As in the case reported by Torres et al [2], our patient was diagnosed with inverted intercostal hernia by chest MDCT, which revealed a protrusion of soft tissue of the chest wall (including muscle and fat tissue) toward the pleural space through a widened intercostal space (previous surgical access). MDCT scan with multiplanar and tridimensional reconstructions and maximum and minimum intensity projection images can be considered an important tool for diagnosis and characterization of intercostal hernias [4]. Ultrasonography and magnetic resonance imaging may be radiation-free alternatives to CT for evaluation of the chest wall [4,5].

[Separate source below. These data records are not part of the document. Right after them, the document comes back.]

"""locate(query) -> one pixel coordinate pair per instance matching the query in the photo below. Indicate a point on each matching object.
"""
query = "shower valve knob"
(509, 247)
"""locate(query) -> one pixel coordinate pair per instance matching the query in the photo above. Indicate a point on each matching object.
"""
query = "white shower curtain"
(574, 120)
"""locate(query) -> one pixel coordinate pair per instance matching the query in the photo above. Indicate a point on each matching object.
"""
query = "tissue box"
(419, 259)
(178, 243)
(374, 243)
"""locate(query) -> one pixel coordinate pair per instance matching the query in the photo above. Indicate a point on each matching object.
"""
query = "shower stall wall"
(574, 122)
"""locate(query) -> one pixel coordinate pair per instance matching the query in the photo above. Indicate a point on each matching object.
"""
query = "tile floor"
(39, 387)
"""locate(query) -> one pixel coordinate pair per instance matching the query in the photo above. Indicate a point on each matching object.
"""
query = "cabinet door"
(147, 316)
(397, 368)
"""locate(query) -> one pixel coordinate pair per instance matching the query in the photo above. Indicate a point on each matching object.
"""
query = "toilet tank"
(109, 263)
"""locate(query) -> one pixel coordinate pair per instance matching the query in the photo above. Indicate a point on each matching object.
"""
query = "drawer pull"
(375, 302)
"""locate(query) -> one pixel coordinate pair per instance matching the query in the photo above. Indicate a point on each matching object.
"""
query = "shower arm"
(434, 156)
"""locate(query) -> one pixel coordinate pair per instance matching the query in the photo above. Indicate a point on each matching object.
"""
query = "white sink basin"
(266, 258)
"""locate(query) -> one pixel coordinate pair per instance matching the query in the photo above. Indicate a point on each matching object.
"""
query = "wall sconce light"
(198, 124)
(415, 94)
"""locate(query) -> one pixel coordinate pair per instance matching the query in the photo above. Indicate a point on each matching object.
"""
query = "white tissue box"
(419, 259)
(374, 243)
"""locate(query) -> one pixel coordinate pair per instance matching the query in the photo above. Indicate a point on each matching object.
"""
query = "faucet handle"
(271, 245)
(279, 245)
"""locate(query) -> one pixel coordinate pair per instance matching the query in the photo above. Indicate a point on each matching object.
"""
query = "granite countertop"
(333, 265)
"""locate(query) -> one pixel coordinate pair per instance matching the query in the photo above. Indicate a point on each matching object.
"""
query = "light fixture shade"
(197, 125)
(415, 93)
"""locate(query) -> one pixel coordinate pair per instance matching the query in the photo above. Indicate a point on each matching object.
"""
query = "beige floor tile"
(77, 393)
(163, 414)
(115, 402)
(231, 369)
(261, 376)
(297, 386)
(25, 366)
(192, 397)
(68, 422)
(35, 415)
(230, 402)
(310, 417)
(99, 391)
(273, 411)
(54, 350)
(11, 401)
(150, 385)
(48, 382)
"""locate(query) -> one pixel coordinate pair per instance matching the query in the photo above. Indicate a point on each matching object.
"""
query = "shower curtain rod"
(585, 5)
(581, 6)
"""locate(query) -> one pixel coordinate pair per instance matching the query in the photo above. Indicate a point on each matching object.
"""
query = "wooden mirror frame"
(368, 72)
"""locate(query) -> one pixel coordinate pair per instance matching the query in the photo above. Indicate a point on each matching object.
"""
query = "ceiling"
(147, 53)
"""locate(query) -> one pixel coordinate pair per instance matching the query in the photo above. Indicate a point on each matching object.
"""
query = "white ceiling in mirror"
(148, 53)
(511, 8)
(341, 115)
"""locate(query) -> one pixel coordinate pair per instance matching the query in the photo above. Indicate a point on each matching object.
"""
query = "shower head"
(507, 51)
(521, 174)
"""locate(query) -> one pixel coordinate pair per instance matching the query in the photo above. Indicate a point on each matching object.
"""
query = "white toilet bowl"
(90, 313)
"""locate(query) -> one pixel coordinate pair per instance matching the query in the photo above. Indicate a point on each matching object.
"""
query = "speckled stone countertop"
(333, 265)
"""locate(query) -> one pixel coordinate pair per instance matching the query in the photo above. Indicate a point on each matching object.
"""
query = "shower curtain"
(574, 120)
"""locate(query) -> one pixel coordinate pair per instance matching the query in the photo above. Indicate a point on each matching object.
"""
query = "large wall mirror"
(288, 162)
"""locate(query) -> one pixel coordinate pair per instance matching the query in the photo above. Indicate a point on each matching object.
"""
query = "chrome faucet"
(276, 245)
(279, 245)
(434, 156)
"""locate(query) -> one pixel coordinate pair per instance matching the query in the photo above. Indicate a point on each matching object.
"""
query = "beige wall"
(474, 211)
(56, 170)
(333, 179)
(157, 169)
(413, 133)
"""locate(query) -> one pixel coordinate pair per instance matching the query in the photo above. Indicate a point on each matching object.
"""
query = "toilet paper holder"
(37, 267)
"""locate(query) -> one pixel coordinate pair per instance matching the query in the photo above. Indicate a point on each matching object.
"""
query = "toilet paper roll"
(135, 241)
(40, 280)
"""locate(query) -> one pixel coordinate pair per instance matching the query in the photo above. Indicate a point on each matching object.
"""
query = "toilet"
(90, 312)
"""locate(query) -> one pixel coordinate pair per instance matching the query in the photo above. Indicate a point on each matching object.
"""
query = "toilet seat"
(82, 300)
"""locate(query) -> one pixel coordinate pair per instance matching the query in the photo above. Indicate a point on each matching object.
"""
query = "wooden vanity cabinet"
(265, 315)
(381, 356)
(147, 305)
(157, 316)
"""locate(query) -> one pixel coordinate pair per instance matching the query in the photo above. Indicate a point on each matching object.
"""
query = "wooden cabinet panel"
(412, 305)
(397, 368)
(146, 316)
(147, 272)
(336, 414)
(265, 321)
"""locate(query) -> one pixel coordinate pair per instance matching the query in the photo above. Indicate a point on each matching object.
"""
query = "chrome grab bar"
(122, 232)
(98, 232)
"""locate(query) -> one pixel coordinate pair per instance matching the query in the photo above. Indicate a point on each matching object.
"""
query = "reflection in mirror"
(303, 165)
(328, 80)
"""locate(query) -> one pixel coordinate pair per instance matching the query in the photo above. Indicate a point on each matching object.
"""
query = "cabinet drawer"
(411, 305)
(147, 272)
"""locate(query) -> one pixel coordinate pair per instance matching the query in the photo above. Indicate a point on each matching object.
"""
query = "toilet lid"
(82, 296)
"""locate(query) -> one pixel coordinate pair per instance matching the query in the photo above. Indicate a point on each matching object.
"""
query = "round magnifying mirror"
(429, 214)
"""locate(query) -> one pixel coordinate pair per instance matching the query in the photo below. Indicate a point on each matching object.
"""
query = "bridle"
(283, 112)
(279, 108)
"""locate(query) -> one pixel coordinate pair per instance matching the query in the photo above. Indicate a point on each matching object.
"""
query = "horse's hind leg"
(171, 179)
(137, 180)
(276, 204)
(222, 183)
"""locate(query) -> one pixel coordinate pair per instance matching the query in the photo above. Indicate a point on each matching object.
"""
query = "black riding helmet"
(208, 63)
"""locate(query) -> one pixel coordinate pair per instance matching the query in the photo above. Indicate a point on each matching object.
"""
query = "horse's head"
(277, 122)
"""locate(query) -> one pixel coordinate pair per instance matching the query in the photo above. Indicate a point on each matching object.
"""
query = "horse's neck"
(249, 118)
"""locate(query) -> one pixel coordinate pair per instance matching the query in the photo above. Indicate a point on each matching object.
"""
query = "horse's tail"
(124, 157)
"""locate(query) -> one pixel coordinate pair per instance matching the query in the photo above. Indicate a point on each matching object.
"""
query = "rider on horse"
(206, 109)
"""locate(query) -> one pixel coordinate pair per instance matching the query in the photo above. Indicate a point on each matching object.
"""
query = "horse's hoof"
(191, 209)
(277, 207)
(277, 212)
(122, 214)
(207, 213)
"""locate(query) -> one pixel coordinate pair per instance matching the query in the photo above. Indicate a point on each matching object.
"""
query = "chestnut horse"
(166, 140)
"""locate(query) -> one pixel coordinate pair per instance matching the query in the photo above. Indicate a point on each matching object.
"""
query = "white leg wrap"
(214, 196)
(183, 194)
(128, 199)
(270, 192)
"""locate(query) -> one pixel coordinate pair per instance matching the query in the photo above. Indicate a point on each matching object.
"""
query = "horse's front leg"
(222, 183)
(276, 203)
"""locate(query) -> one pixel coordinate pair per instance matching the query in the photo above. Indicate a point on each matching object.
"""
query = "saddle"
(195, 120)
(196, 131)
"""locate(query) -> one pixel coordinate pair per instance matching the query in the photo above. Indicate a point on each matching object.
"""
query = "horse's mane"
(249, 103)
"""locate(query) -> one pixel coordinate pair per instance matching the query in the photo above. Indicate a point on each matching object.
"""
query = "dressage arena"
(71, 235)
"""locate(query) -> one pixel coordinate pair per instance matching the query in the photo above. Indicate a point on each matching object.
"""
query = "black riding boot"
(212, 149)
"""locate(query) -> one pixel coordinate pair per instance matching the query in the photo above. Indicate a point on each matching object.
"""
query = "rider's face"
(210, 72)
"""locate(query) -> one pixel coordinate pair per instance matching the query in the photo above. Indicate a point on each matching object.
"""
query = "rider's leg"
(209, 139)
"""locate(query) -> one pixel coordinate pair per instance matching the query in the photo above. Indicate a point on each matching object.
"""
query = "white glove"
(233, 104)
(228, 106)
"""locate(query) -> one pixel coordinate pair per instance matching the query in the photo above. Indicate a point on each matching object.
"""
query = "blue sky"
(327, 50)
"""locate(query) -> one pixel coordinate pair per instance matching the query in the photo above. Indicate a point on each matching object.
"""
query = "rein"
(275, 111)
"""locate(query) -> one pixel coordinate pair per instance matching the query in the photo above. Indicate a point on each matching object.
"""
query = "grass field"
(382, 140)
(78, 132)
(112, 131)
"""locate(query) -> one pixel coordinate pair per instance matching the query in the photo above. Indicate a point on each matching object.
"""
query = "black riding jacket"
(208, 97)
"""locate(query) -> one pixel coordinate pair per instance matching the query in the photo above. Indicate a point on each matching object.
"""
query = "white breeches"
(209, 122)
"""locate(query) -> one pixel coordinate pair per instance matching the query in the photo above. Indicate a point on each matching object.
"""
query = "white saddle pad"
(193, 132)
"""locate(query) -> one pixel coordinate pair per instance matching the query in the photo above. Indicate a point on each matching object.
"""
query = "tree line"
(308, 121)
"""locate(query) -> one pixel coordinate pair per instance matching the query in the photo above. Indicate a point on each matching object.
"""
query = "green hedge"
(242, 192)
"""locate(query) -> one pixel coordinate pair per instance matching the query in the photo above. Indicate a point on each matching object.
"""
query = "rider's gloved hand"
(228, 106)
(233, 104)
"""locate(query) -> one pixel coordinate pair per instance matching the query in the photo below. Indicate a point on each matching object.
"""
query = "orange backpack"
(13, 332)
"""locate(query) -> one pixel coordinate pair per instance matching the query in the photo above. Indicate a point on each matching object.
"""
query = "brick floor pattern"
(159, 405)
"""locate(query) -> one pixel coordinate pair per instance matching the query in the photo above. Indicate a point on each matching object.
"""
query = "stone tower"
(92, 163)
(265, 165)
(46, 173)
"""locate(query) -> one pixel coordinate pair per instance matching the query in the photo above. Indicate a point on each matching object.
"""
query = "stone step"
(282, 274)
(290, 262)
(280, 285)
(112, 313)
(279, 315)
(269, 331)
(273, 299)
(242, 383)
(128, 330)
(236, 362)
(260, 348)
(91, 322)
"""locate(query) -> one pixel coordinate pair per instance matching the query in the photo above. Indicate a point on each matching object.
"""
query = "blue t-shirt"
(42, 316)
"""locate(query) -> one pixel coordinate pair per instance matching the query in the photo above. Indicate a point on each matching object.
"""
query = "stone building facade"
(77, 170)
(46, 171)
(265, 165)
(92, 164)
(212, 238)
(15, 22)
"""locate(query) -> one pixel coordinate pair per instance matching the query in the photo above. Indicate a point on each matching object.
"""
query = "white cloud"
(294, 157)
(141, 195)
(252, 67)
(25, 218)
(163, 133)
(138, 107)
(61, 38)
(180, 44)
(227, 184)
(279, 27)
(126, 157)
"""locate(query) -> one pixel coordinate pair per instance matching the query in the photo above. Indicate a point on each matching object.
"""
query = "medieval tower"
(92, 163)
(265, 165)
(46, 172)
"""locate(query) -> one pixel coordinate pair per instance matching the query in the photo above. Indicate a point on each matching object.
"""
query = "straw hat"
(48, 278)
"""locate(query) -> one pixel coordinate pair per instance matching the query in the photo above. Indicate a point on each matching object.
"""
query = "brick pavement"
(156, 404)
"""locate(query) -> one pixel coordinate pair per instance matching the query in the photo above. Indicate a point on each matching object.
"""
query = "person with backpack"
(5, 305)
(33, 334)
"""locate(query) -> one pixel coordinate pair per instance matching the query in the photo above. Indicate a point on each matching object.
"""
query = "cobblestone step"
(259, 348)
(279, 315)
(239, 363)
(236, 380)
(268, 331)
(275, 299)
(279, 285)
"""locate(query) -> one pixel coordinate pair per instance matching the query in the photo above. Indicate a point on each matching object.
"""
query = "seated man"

Weissberg et al [1] list a few indications for surgical correction of intercostal hernias, such as increasing size, pain, signs of impending incarceration, such as difficulty to reduce the hernia, and cosmetic reasons. However, since the literature regarding the issue is scarce, there is no consensus regarding which patients should undergo operative treatment and which techniques should be implemented. Unlike our case, Torres et al [2] described a patient with chest pain at the inverted intercostal hernia site, who underwent a surgical reapproach consisting of exploratory thoracotomy via the widened intercostal space followed by careful closure of the thoracotomy incision with strong stitches to prevent hernia recurrence. Eventually, the incarceration of soft tissue into the widened intercostal space can mimic a chest wall tumor as reported by Iwata et al [3].
Conclusion
Inverted intercostal hernias are an uncommon finding in the postoperative setting. Medical practitioners, especially thoracic surgeons and radiologists, should be aware about this condition and recognize it on CT images.
Patient consent statement
The authors of the case report 'Postoperative inverted intercostal hernia incidentally detected by chest computed tomography in a patient with COVID-19′, sent to Radiology Case Reports for potential publication hereby declare to have obtained patient consent for publishing this case.
Footnotes
Competing Interests: The authors declare having no competing interests regarding the publication of this work.